Invoerrechten: ja of nee?

Vanaf 1 januari 2021 is de handels- en samenwerkingsovereenkomst tussen de Europese Unie (EU) en het Verenigd Koninkrijk (VK) van kracht op basis van voorlopige toepassing. Deze overeenkomst zorgt ervoor dat handel tussen de EU en het VK zonder invoerrechten kan plaatsvinden. Een belangrijk punt hierbij is dat deze vrijstelling alleen geldt voor goederen die aan de voorgeschreven oorsprongsregels voldoen. Goederen die daaraan niet voldoen, kunnen bij invoer nog steeds worden onderworpen aan invoerrechten. PwC-expert Claudia Buysing Damsté bespreekt belangrijke aandachtspunten.

Potentiële handelsvoordelen

‘Als uw bedrijf goederen verscheept tussen de EU en het VK moet u nagaan of u in aanmerking komt voor de preferentiële behandeling van de overeenkomst, ofwel vrijstelling van invoerrechten. Aangezien de oorsprongsregels van de overeenkomst voor een aantal producten minder strikt lijken dan de regels in andere door de EU gesloten handelsovereenkomsten is het goed om na te gaan of uw goederen aan de regels voldoen. Zelfs als deze normaal gesproken niet voldoen aan de oorsprongsregels van andere vrijhandelsovereenkomsten. 

Voor het bepalen van potentiële voordelen van handel onder de overeenkomst verdienen twee punten extra aandacht. Ten eerste moet uw bedrijf voldoen aan bepaalde administratieve vereisten om te profiteren van de handelspreferenties. Ten tweede biedt de overeenkomst mogelijkheden voor cumulatie.  Het is nog niet duidelijk wat dit precies inhoudt, vooral niet voor de mogelijkheden voor iets soortgelijks als uitgebreide cumulatie die voortvloeien uit de andere vrijhandelsovereenkomsten die het VK tot nu toe heeft gesloten.

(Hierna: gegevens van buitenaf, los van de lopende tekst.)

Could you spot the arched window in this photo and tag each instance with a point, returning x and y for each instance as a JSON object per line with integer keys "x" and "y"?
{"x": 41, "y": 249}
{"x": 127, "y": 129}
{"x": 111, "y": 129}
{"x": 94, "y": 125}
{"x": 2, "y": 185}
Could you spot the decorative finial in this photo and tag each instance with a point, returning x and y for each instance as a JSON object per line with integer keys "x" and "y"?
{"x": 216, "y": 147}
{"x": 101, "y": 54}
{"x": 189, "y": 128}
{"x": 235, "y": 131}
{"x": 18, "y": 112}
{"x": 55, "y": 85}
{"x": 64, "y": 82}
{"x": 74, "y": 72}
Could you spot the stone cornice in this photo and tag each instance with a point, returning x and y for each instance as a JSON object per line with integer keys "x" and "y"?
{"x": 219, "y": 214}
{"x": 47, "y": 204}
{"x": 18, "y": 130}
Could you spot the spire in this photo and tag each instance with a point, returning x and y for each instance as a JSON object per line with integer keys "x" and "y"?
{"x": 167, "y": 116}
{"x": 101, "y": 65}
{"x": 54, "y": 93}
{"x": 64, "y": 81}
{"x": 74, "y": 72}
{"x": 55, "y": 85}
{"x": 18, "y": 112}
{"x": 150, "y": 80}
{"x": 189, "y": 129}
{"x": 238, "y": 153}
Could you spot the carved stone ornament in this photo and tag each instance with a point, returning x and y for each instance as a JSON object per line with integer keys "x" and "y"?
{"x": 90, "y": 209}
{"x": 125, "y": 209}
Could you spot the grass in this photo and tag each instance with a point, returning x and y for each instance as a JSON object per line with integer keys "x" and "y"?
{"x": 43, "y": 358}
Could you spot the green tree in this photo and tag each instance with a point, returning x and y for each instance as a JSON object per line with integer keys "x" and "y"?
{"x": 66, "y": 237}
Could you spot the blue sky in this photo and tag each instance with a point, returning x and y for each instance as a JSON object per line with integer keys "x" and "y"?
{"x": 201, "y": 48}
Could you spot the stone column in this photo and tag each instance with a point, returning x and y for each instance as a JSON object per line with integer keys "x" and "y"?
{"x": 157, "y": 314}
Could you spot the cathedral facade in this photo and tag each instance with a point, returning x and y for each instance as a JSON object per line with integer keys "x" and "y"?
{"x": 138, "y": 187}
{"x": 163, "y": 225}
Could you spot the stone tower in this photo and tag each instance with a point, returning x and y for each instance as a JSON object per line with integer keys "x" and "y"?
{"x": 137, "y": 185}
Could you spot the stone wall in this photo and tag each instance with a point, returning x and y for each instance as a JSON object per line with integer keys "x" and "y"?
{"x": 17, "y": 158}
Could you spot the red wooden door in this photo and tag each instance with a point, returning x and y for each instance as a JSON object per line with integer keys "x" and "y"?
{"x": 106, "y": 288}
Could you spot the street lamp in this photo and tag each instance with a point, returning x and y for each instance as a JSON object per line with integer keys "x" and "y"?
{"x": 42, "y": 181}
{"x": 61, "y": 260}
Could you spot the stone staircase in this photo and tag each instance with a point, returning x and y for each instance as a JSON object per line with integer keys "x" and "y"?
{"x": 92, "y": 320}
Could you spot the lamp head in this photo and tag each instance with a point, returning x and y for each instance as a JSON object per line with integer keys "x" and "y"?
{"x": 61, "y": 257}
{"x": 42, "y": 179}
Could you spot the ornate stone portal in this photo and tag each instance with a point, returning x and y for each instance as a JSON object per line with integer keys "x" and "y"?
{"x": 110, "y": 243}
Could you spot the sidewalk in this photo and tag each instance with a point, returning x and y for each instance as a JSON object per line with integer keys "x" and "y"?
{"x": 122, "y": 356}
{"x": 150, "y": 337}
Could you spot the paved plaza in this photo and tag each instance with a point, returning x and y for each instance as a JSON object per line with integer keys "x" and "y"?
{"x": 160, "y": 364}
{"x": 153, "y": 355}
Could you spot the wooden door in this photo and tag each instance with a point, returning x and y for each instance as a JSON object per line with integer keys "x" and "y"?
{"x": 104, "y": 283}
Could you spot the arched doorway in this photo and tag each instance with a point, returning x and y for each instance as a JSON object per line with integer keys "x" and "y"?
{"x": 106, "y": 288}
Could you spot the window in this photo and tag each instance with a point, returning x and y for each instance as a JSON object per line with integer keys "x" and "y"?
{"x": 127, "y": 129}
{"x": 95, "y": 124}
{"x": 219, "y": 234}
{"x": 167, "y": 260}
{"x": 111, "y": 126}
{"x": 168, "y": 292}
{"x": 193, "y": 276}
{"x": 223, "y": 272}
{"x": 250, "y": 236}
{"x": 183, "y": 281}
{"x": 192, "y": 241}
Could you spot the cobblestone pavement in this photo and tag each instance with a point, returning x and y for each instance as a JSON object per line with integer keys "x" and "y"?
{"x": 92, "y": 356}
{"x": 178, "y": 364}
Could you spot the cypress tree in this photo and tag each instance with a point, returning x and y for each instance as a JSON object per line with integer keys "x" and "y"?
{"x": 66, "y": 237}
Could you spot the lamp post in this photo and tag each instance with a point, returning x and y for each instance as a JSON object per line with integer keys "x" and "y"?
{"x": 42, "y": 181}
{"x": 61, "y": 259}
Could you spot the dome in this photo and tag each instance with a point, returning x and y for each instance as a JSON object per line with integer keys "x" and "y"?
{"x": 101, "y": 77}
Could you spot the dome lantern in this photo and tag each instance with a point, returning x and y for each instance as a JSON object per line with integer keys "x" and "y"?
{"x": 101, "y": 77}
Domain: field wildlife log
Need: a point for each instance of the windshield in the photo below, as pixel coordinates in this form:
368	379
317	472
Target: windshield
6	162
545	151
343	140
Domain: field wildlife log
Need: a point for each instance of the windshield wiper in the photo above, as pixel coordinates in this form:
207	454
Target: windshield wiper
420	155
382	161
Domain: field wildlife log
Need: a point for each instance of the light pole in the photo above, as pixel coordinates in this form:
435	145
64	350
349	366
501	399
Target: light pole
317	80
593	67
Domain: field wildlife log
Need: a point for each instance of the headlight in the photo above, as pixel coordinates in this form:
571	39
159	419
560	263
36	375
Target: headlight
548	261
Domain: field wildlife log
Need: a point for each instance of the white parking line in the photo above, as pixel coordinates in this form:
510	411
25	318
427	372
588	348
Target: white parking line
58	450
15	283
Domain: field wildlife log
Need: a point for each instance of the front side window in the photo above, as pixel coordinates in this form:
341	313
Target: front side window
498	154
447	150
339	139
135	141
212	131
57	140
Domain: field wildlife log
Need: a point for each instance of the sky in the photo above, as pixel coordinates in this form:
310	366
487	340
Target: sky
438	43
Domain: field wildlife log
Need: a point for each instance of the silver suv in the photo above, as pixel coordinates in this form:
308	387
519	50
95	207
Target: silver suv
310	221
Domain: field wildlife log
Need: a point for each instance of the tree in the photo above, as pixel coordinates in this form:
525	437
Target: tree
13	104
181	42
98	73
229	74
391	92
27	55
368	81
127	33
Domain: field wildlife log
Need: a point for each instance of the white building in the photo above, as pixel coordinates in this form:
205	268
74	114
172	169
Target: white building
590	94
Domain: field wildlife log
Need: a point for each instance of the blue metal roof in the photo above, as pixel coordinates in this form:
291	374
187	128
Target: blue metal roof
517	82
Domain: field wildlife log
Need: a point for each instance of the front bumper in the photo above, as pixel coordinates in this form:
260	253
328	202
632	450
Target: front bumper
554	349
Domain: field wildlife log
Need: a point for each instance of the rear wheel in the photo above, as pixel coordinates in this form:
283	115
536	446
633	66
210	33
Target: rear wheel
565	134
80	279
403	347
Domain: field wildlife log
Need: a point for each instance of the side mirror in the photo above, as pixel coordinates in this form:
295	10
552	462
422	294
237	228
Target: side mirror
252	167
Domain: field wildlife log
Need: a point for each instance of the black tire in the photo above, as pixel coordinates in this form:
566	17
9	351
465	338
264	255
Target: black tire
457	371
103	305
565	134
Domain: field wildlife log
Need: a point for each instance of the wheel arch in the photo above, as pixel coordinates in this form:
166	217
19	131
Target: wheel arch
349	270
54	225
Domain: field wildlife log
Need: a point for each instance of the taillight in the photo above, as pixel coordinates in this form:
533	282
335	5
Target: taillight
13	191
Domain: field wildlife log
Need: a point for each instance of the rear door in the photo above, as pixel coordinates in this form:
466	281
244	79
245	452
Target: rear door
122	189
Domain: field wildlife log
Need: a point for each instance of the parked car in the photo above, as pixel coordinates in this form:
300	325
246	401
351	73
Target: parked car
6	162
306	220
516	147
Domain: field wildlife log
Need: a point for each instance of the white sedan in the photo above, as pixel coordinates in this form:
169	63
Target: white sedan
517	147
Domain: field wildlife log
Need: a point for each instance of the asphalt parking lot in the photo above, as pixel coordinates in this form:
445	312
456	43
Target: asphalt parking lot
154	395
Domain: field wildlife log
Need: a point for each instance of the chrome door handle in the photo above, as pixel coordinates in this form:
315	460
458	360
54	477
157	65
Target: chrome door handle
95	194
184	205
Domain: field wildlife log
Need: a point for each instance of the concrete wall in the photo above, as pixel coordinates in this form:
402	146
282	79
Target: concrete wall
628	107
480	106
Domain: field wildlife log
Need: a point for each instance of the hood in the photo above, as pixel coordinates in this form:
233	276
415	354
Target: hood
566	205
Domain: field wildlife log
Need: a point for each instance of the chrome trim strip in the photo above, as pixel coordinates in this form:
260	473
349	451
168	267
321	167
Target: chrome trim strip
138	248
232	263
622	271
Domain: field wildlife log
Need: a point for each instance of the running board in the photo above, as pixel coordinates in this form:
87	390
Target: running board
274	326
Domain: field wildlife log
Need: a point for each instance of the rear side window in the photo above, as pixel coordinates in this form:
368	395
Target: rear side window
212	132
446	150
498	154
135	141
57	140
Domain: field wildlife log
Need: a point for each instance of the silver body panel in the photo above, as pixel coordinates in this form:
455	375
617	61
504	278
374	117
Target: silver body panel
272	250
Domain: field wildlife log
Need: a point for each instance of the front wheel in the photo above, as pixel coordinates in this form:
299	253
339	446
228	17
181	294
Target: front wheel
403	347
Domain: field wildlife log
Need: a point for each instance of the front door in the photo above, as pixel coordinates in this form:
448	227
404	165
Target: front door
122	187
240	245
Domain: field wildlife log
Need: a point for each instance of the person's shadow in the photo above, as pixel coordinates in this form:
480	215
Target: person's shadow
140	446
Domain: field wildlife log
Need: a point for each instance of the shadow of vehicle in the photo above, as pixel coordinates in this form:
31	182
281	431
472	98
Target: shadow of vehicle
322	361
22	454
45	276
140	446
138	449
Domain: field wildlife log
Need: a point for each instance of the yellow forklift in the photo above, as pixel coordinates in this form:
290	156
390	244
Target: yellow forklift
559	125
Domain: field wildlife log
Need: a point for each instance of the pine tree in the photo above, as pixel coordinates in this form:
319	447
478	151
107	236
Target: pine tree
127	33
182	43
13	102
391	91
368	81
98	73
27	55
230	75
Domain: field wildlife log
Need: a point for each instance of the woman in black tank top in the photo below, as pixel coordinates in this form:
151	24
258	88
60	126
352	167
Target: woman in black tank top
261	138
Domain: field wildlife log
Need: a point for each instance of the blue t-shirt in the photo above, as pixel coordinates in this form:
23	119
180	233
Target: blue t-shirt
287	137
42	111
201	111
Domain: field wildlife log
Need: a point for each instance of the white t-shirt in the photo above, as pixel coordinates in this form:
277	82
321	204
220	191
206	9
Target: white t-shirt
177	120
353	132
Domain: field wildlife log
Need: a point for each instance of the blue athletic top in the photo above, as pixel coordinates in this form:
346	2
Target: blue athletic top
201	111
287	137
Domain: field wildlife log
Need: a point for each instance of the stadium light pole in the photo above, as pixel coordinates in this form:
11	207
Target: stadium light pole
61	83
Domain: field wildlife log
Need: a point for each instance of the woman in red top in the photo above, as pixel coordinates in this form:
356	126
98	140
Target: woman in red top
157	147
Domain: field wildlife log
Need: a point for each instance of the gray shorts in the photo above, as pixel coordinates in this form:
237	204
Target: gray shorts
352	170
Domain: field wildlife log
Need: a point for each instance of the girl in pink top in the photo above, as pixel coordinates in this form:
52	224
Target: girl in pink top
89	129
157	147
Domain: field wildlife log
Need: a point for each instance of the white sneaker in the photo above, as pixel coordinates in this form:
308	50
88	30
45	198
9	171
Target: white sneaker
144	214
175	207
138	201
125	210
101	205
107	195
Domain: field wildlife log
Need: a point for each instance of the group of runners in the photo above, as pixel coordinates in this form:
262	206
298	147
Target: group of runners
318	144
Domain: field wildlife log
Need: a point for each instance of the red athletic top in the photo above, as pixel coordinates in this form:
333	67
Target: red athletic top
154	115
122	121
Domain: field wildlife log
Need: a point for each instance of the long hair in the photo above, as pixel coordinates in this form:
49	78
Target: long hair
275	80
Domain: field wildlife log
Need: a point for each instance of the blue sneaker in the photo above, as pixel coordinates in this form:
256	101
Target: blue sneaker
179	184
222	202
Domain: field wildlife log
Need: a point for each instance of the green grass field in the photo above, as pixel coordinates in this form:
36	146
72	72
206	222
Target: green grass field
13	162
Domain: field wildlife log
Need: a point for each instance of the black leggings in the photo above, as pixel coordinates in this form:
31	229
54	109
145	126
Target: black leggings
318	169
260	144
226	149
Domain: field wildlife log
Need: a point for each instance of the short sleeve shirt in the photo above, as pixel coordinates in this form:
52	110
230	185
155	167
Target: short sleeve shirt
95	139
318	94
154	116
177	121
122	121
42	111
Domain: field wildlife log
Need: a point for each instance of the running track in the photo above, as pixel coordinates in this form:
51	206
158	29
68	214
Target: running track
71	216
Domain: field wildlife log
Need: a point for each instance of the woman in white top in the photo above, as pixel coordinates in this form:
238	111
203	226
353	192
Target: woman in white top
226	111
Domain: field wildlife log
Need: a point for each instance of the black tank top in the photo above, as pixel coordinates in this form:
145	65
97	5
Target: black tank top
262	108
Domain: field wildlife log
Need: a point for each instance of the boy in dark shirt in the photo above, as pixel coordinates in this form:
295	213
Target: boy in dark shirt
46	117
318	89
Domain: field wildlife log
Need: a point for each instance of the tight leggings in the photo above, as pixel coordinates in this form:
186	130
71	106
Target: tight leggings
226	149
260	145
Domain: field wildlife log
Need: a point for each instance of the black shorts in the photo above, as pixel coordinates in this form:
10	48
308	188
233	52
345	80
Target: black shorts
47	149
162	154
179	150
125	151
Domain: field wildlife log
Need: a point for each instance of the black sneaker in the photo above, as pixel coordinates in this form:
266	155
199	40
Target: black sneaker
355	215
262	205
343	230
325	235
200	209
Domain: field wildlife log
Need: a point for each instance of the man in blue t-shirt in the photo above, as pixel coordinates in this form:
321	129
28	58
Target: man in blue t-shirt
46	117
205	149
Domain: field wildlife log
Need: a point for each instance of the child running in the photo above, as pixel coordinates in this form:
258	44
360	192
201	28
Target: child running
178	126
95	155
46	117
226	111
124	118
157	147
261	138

De brexit-deal zorgt ervoor dat handel tussen de EU en het VK zonder invoerrechten kan plaatsvinden. Deze vrijstelling geldt alleen voor goederen die aan de voorgeschreven oorsprongsregels voldoen. Goederen die daaraan niet voldoen, kunnen bij invoer nog steeds worden onderworpen aan invoerrechten.

Administratieve vereisten

De overeenkomst biedt twee opties waarop u als importeur preferentiële oorsprong van goederen kunt claimen. Op basis van de overeenkomst geniet u vrijstelling van invoerrechten als u de preferentiële oorsprong aantoont via een oorsprongsverklaring of door 'Importer’s knowledge'. In beide gevallen moet u de geclaimde oorsprong met bewijs onderbouwen.  Voor een succesvolle aanspraak op een preferentiële behandeling van de overeenkomst moet u dus aan administratieve vereisten voldoen.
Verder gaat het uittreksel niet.